Working of Lexical Analyzer in compiler (original) (raw)

Last Updated : 9 Jan, 2026

In the world of programming, a compiler is a tool that translates high-level code into machine-readable code. The first step in this process is handled by a component called the Lexical Analyzer.

A Lexical Analyzer, also known as a scanner, is responsible for reading the source code character by character and converting it into meaningful tokens.
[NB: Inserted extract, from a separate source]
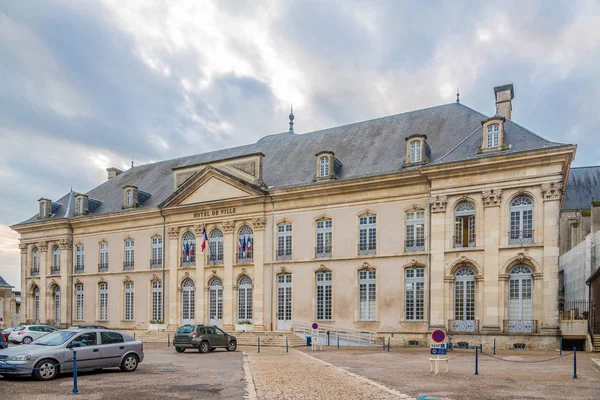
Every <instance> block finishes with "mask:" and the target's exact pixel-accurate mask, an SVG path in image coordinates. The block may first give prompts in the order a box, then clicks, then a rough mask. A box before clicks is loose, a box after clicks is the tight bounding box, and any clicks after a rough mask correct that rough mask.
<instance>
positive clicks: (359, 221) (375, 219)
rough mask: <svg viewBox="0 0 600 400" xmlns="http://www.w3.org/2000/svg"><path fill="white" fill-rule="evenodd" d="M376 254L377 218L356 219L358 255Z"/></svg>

These tokens are then used by the next stage of the compiler for further processing.

For example, if we have the following line of code in C:

int num = 10;

The **Lexical Analyzer breaks this into tokens such as:

int → Keyword
num → Identifier (variable name)
= → Operator
10 → Numeric Constant
; → Special Symbol

By performing this conversion, the Lexical Analyzer helps simplify and structure the input for the next phase of compilation. It also removes whitespace, comments, and detects basic syntax errors such as invalid characters.

**Types of token as following -

Identifier
Keyword
Operator
Constants
Special symbol(@, $, #)

Architecture of Lexical Analyzer

**Reading the Source Code: The lexical analyzer scans the entire source code and identifies different components like keywords, operators, variables, and symbols.
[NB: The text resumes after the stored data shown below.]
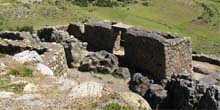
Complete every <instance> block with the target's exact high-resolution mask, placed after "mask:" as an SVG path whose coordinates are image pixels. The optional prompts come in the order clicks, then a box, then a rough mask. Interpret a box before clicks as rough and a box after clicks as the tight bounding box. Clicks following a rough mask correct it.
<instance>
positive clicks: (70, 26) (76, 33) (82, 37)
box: [67, 23, 86, 41]
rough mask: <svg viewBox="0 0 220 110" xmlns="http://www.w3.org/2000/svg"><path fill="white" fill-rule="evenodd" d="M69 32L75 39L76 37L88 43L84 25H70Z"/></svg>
mask: <svg viewBox="0 0 220 110" xmlns="http://www.w3.org/2000/svg"><path fill="white" fill-rule="evenodd" d="M67 32H68V33H69V34H70V35H73V36H74V37H76V38H77V39H79V40H82V41H86V38H85V36H84V32H85V27H84V24H79V23H78V24H73V23H71V24H69V26H68V29H67Z"/></svg>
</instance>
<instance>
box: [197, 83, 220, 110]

**Generating Tokens: Each identified component is converted into a token (a meaningful unit of code).

**Example: In int a = 5;, tokens generated are:

int → Keyword
a → Identifier
= → Assignment Operator
5 → Constant
; → Special Symbol

**Ignoring Extra Elements: The analyzer skips spaces and removes comments as they are not needed for execution.
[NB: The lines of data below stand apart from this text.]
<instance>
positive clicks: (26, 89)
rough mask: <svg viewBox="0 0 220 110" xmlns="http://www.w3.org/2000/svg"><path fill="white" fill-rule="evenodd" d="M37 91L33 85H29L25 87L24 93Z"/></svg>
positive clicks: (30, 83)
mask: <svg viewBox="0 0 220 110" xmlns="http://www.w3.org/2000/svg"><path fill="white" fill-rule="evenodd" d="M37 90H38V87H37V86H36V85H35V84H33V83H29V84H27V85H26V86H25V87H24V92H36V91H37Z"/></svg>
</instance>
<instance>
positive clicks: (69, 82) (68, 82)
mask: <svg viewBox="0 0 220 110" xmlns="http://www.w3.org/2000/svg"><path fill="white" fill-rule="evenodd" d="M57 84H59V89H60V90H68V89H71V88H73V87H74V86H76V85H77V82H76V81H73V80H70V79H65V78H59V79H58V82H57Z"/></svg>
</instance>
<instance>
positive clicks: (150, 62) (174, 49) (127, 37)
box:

Error Handling: If an invalid character or an unknown symbol is found, the analyzer reports errors along with the line number in the source file.

**Interaction with the Parser: The parser requests tokens from the lexical analyzer as needed. The lexical analyzer does not generate all tokens at once but provides them on request.

int main)(
}
x = y + z;
int x, y, z;
print("Goto GFG %d%d", a);
{

In the first phase, the compiler doesn't check the syntax. So, here this program as input to the lexical analyzer and convert it into the tokens. So, tokenization is one of the important functioning of lexical analyzer. The total number of token for this program is 26. Below given is the diagram of how it will count the token. In this above diagram, you can check and count the number of tokens and can understand how tokenization works in lexical analyzer phase. This is how you can understand each phase in compiler with clarity and will get an idea of how compiler works internally and each phase of the compiler is the key step.

**Following are the some steps that how lexical analyzer work

working-of-lexical-analyser

**1. Input pre-processing: In this stage involves cleaning up, input takes and preparing lexical analysis this may include removing comments, white space and other non-input text from input text.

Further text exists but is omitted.